The report recalled by the analysts was published April 6 in the Daily Mail of London. It was an excerpt from the book "In the Shadow of Saddam," written by Mikhael Ramadan.
Ramadan said he worked as one of Saddam's body doubles and that Saddam had told him of a plan to develop a strain of West Nile encephalitis that would kill 97 percent of people in an urban environment. The magazine said Ramadan was believed to be hiding somewhere in Canada or the United States.

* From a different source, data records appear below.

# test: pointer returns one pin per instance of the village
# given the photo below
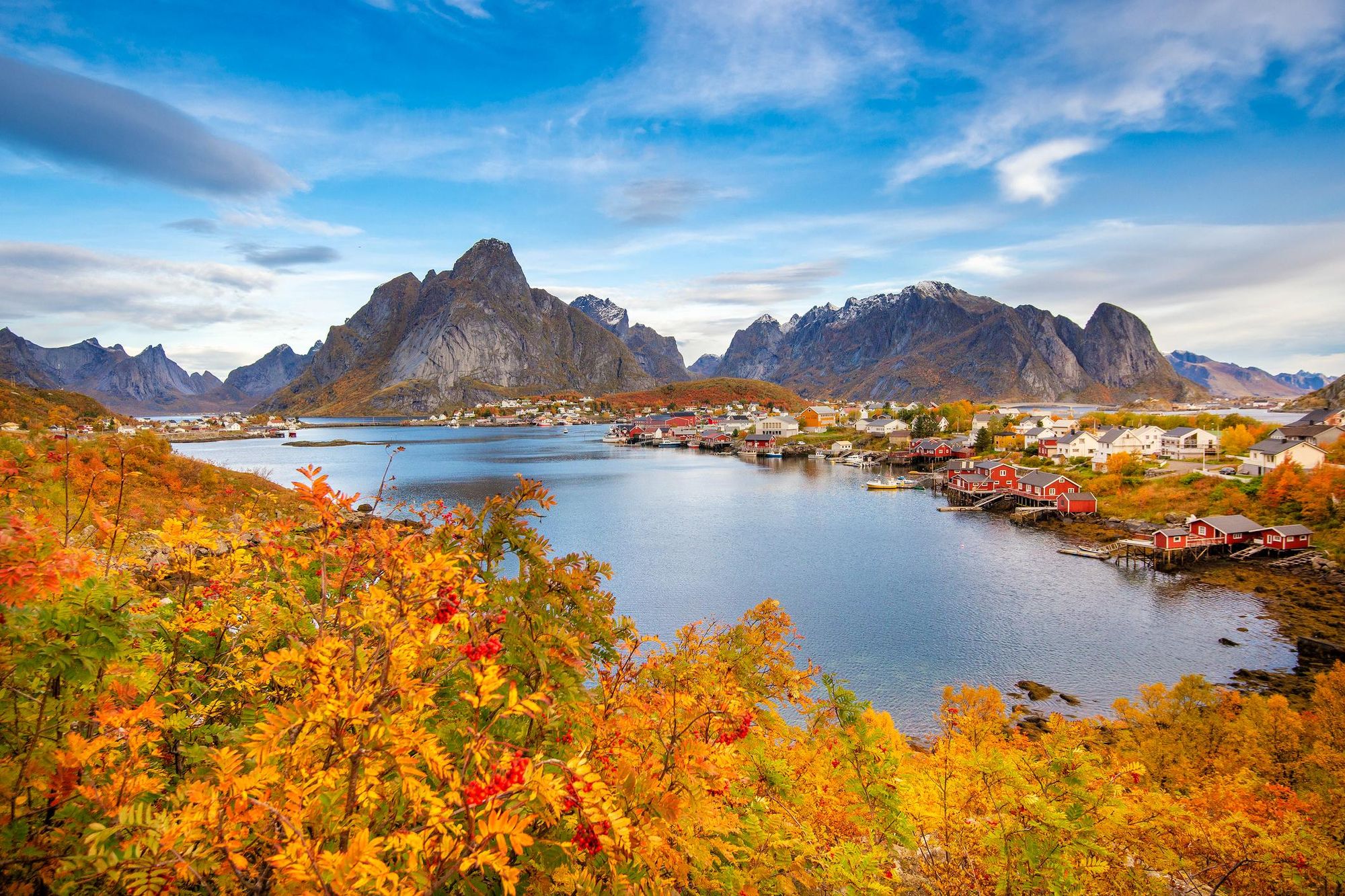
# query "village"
(1032, 464)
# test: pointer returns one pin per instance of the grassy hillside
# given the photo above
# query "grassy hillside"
(32, 408)
(716, 391)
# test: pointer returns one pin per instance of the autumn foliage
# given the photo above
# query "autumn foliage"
(313, 701)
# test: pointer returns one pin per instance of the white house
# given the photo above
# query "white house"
(1151, 440)
(1272, 452)
(880, 425)
(778, 427)
(1117, 442)
(1073, 446)
(1188, 442)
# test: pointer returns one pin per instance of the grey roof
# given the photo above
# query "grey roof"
(1319, 415)
(1042, 478)
(1305, 431)
(1280, 446)
(1233, 524)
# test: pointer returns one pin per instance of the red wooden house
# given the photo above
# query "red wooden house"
(1044, 486)
(1077, 502)
(1286, 537)
(972, 482)
(1233, 529)
(1001, 475)
(1171, 538)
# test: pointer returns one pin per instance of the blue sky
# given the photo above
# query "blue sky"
(223, 178)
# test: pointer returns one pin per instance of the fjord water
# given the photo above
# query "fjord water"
(888, 594)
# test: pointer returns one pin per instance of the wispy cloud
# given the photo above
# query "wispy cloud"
(1269, 287)
(286, 259)
(196, 225)
(714, 58)
(45, 280)
(1035, 173)
(85, 122)
(1104, 69)
(661, 200)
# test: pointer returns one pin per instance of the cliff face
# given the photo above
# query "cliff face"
(145, 384)
(1330, 396)
(933, 341)
(658, 354)
(278, 368)
(707, 365)
(470, 334)
(1233, 381)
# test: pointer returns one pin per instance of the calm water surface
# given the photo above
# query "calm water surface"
(890, 594)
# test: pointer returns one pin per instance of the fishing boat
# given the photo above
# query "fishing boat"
(888, 483)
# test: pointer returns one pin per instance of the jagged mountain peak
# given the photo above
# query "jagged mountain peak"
(935, 341)
(492, 264)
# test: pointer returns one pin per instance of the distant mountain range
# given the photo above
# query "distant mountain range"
(658, 356)
(1330, 396)
(1233, 381)
(481, 331)
(475, 333)
(933, 341)
(143, 384)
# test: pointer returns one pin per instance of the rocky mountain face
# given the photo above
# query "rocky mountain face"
(1233, 381)
(145, 384)
(1330, 396)
(658, 356)
(707, 365)
(471, 334)
(1305, 381)
(933, 341)
(278, 368)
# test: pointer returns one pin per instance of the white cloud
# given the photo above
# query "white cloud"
(1122, 67)
(1252, 294)
(280, 221)
(1035, 173)
(987, 264)
(714, 58)
(92, 288)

A strain of a West Nilelike virus has claimed the lives of six people in the New York area since it was discovered in early September. The mosquito-borne virus has infected 54 people in the New York metropolitan area -- 39 in New York City, nine in Westchester county and six in Nassau.
Symptoms of the strain include fever and headache. In rare cases, the virus can cause neurological disorders and death.
The elderly, young and those with weakened immune systems are most vulnerable.
CDC officials would not comment directly on the report but issued a statement saying, "The investigation is ongoing and, to date, the CDC has no evidence that this is anything but Mother Nature at work."
Calls by The Associated Press to CIA offices in Virginia went unanswered this morning.